Come prima cosa vanno create le impostazioni per i dischi. Il sistema supporta le modalità RAID 0, 1, 5, 6, 10 e JBOD. Quest’ultima premette di gestire l’intera capacità disponibile come un unico grande disco, mentre le altre modalità offrono una maggiore sicurezza dei dati, lavorando in mirroring (un disco è esattamente la copia di un altro) o con il controllo di parità (i dati non sono fisicamente duplicati, ma attraverso la parità si possono ricostruire in caso di problemi a uno dei dischi). A questo punto è possibile creare le cartelle principali in cui archiviare i dati e poi definire gli utenti e i gruppi con i relativi privilegi di accesso (solo lettura, lettura/scrittura o nessun accesso). Il NAS N770 supporta la sostituzione dei dischi “a caldo”, ovvero con sistema acceso, e in caso di problemi è in grado di ricostruire automaticamente la struttura dei dati danneggiati.
Oltre che come file server, il NAS può essere utilizzato anche per accessi FTP dall’esterno, come server di backup e come server di stampa. Se inserito in sistemi più complessi, il Thecus può essere parte di un volume iSCSI. Per applicazioni più ludiche, sono disponibili le funzioni di server iTunes per la condivisione di musica e di media server conforme al protocollo DLNA (Digital Living Network Alliance) per tutti i contenuti multimediali. Chi desidera accedere ai dati dall’esterno può servirsi della funzione WebDisk, che permette di collegarsi al NAS attraverso un browser e di caricare e scaricare contenuti, naturalmente rimanendo nei limiti del proprio account e a patto che la propria rete disponga di un indirizzo IP pubblico. Ultima funzione disponibile per l’utente finale è quella di Photo Server, che consente di caricare le proprie fotografie e gestirle come album.
Alle porte USB e alla porta eSATA possono essere collegati dischi aggiuntivi, con l’unica limitazione che se utilizzano un file system NTFS si possono leggere i dati contenuti ma non si possono apportare modifiche. Quando si collega un dispositivo USB, anche una chiavetta di memoria, si può optare per la copia integrale del contenuto, che viene in questo caso riversato in una cartella predefinita.

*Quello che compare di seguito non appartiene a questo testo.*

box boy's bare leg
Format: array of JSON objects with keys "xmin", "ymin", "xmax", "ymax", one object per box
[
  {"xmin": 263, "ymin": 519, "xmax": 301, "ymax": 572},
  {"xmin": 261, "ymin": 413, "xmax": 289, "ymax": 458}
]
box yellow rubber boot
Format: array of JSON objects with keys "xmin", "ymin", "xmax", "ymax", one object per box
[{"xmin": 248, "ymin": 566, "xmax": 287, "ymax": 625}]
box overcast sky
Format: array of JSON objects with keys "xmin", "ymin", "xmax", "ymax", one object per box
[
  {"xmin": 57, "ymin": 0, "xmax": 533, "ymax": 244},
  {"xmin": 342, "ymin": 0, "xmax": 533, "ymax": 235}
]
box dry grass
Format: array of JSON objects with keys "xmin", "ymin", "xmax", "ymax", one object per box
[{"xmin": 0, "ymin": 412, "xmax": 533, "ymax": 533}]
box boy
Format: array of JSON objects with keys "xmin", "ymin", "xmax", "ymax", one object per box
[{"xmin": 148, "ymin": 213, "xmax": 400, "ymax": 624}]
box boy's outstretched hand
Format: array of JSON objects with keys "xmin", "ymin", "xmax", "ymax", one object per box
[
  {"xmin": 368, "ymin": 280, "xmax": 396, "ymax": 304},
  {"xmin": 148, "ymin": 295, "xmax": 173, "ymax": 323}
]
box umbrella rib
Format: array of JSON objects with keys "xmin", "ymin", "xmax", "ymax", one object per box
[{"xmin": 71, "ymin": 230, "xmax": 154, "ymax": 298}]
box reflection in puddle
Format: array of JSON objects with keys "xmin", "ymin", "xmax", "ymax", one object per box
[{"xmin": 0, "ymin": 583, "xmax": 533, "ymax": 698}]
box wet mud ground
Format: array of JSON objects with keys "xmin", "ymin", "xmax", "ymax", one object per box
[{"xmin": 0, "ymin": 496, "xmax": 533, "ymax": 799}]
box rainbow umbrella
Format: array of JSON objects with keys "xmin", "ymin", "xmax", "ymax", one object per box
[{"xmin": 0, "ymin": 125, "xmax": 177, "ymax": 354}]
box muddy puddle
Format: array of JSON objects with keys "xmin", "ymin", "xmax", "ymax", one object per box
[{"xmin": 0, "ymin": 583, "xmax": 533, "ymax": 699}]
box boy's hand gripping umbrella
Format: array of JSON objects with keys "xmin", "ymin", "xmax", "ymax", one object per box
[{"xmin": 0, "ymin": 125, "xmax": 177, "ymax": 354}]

Alcune chiavette USB Wi-Fi (di 3Com, ZyXel e PCI) sono compatibili con il Thecus N7700, che può così eventualmente essere connesso alla rete senza fili, tenendo conto però di un drastico calo di prestazioni in termini di velocità di trasferimento dati.

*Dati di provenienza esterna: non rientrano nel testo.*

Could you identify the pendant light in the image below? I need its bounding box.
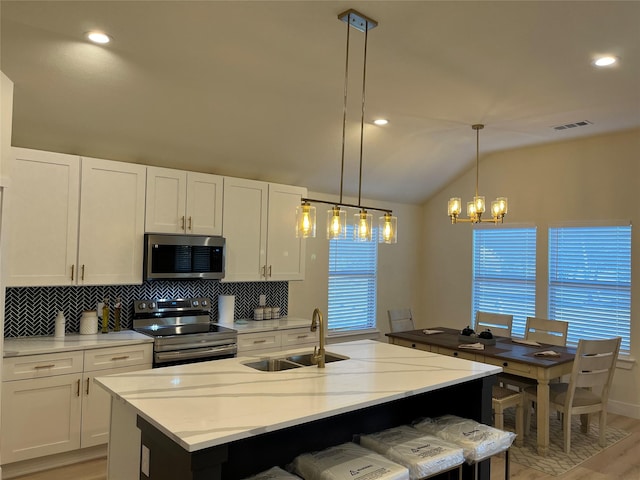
[296,9,398,244]
[447,123,507,224]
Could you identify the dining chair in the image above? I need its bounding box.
[475,311,513,338]
[387,308,415,332]
[524,337,622,453]
[498,317,569,390]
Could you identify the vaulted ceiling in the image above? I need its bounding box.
[0,0,640,203]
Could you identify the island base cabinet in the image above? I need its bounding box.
[2,373,82,464]
[132,376,495,480]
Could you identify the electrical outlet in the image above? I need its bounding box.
[140,445,149,477]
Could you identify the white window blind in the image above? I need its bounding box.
[549,225,631,352]
[470,227,536,337]
[327,225,378,333]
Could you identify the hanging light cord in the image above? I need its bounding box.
[358,17,369,205]
[340,14,351,203]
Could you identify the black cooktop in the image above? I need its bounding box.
[134,323,237,337]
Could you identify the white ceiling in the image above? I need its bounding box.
[0,0,640,203]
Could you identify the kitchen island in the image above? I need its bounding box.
[96,340,502,480]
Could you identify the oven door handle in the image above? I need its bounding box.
[156,343,238,362]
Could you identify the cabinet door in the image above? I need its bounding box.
[80,364,151,448]
[5,148,80,287]
[145,167,187,233]
[222,177,268,282]
[0,373,82,463]
[78,158,146,285]
[186,172,222,235]
[267,184,307,280]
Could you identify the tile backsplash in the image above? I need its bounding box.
[4,280,289,337]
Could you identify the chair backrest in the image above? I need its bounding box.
[565,337,622,406]
[475,311,513,337]
[524,317,569,347]
[387,308,415,332]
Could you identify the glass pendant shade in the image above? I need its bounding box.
[378,213,398,244]
[353,209,373,242]
[491,197,507,218]
[447,197,462,217]
[296,202,316,238]
[327,205,347,240]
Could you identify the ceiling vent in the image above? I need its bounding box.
[551,120,593,130]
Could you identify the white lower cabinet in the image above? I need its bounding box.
[238,327,318,356]
[0,344,153,464]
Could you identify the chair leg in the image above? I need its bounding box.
[598,408,607,448]
[562,412,571,454]
[493,407,504,430]
[516,402,524,447]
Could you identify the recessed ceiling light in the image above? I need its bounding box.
[593,55,618,67]
[87,32,111,45]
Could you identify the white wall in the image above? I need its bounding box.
[418,129,640,418]
[288,192,422,341]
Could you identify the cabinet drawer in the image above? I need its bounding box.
[2,351,82,382]
[431,347,476,361]
[238,331,280,352]
[84,343,153,372]
[282,328,318,349]
[484,357,536,378]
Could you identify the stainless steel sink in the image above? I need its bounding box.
[245,358,302,372]
[285,352,349,367]
[244,352,349,372]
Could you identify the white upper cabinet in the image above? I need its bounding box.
[5,148,80,287]
[222,177,306,282]
[78,157,146,285]
[6,148,146,286]
[145,167,223,235]
[267,183,307,280]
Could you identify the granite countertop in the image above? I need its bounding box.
[229,317,311,334]
[4,330,153,358]
[95,340,502,452]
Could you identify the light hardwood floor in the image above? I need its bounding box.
[10,414,640,480]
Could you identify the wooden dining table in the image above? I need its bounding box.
[386,327,576,456]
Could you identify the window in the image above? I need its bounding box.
[327,225,378,333]
[471,227,536,337]
[549,225,631,353]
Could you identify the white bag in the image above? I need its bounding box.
[245,467,300,480]
[291,443,410,480]
[414,415,516,464]
[360,426,464,480]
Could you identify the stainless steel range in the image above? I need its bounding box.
[133,298,238,368]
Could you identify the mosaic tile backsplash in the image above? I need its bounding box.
[4,280,289,337]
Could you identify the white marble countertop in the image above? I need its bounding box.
[4,330,153,357]
[95,340,502,452]
[229,317,311,335]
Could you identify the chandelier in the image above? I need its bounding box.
[447,124,507,224]
[296,9,398,244]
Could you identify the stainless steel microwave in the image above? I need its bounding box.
[143,233,225,280]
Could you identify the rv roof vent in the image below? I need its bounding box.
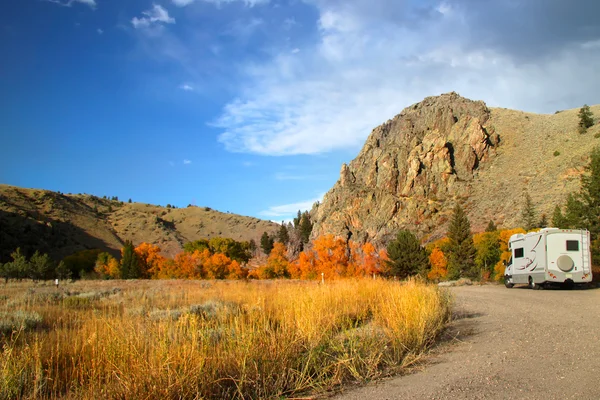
[541,228,560,232]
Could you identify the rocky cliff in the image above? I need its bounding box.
[312,93,600,244]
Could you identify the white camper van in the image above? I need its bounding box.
[504,228,592,289]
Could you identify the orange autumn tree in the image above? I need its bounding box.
[425,237,450,281]
[154,250,210,279]
[346,242,387,277]
[494,228,525,282]
[312,235,349,279]
[134,242,166,278]
[203,250,234,279]
[427,247,448,281]
[289,250,318,279]
[94,253,121,279]
[256,242,290,279]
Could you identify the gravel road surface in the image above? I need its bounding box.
[335,286,600,400]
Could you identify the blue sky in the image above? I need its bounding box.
[0,0,600,220]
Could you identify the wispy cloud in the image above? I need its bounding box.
[260,194,324,218]
[171,0,270,7]
[224,18,264,40]
[172,0,194,7]
[274,172,325,181]
[131,4,175,29]
[179,83,194,92]
[215,0,600,155]
[45,0,97,9]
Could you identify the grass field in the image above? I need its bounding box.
[0,280,450,399]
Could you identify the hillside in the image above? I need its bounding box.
[0,185,278,261]
[312,93,600,244]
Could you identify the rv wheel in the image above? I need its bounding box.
[529,277,540,290]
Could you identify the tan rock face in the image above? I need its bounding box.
[313,93,499,243]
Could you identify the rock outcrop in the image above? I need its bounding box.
[312,93,591,244]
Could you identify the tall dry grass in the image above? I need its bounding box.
[0,280,449,399]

Oltre alla consolle di gestione via web, per tenere sotto controllo il NAS ci sono anche il pannello LCD frontale (che informa su numero di dischi installati, tipologia di RAID, indirizzi IP, eventuali anomalie…), una serie di LED e la possibilità di impostare degli alert che il sistema invia per posta elettronica al verificarsi di un evento particolare. Il dispositivo può anche essere impostato per accendersi e spegnersi a ore o giorni prefissati o perché si attivi in presenza di attività di rete. Il Thecus N7700 si è quindi rivelato un prodotto completo e versatile, il cui unico neo è il prezzo forse un po’ elevato. Il prodotto viene proposto infatti a prezzi che partono da 920 euro IVA esclusa se privo di memorie di massa per arrivare fino a 2.075 euro IVA esclusa per la versione con sette dischi da 1,5 terabyte ciascuno. Qualità e prestazioni, però, sono ai massimi livelli.